A research team at Boston’s Beth Israel Deaconess Medical Center has examined differences in the factors that best predict hospital readmissions occurring early in the 30-day cycle (Day 0-7) vs. later (Day 8-30). (1) Their approach is interesting and their article is informative, but it stops short of actually quantifying the extent to which the risk of early vs. late readmission might dovetail or diverge. If one knows the former, to what extent does one know the latter? Might they be redundant?

These questions are not adequately answered by the article’s findings showing certain variables to be statistically significant predictors for one outcome as opposed to the other. As leading statistician Andrew Gelman, among many others, has pointed out, the difference between statistically significant and non-significant is often not itself significant.

Suppose a predictor’s p-value (significance level) barely exceeds a researcher’s significance threshold for Outcome A, but barely misses it for Outcome B. Such a predictor shows the same essential relationship to both outcomes. In such a case, drawing a line based on significance would create a false dichotomy.

Graham et al. analyzed data on 13,000 admissions to a Massachusetts hospital. In ReInforced Care, Inc.’s predictive modeling using 30,000 admissions to a mid-Atlantic hospital, we find that risk scores for readmission through Day 7 are indeed largely redundant with risk scores for readmission from Day 8-30. The R-squared between them is 0.88: one can account for 88% of the variance in one version of risk if one knows the other.

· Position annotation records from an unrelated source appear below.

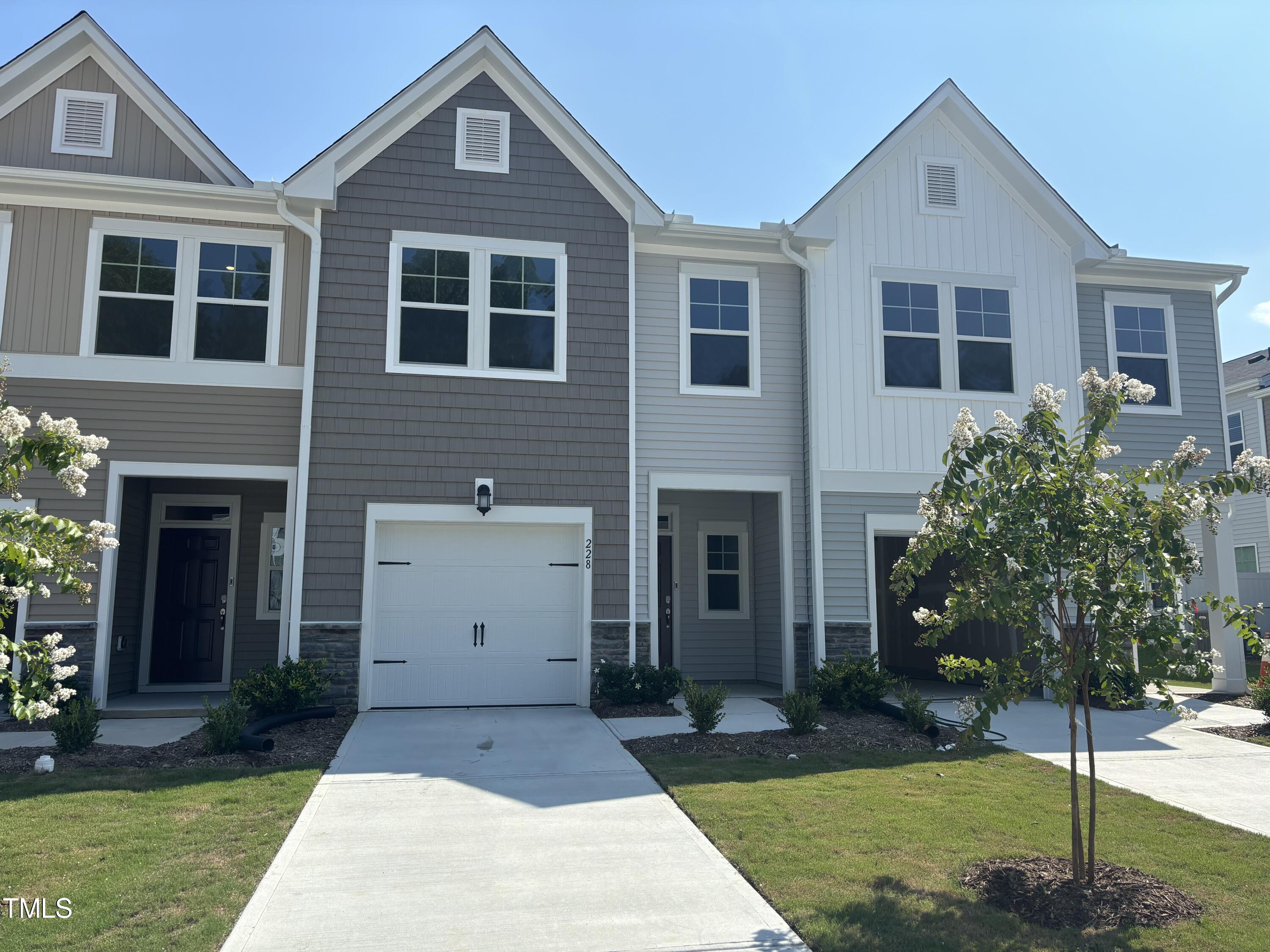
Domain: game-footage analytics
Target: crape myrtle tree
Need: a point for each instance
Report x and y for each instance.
(40, 550)
(1086, 563)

Thus it is hard to justify treating the two outcomes as being worthy of separate predictive efforts.


Despite the way in which some predictors might dance around a researcher’s significance threshold, we have found the factors that predict early and late readmissions to be basically the same.

UPDATE Sep. 2, 2016:  We obtained very different results when redoing this type of analysis with another hospital, this time for patients from 2013-15 in California.  For about 2,000 patients under age 65 and about 3,000 age 65 or over,  the R-squared between early- and late-readmission risk was only .49 and .44, respectively.  The two types of risk could hardly said to be redundant if one set of scores could explain less than half the variance in the other.  In this case we worked with the hospital to investigate in depth the different factors that could best explain early vs. late readmission (separately by age group).

UPDATE Nov. 30, 2016:  The findings above pertain to results within a single hospital.  For a discussion of results between and among hospitals, see our upcoming piece on seven-day readmission as well as the excellent article Rethinking thirty-day hospital readmissions:  Shorter intervals might be better indicators of quality of care from Health Affairs.

(1) Graham KL, Wilker EH, Howell MD, Davis RB, Marcantonio ER. Differences between early and late readmissions among patients: A cohort study. Ann Intern Med. 2015;162 (11):741-749.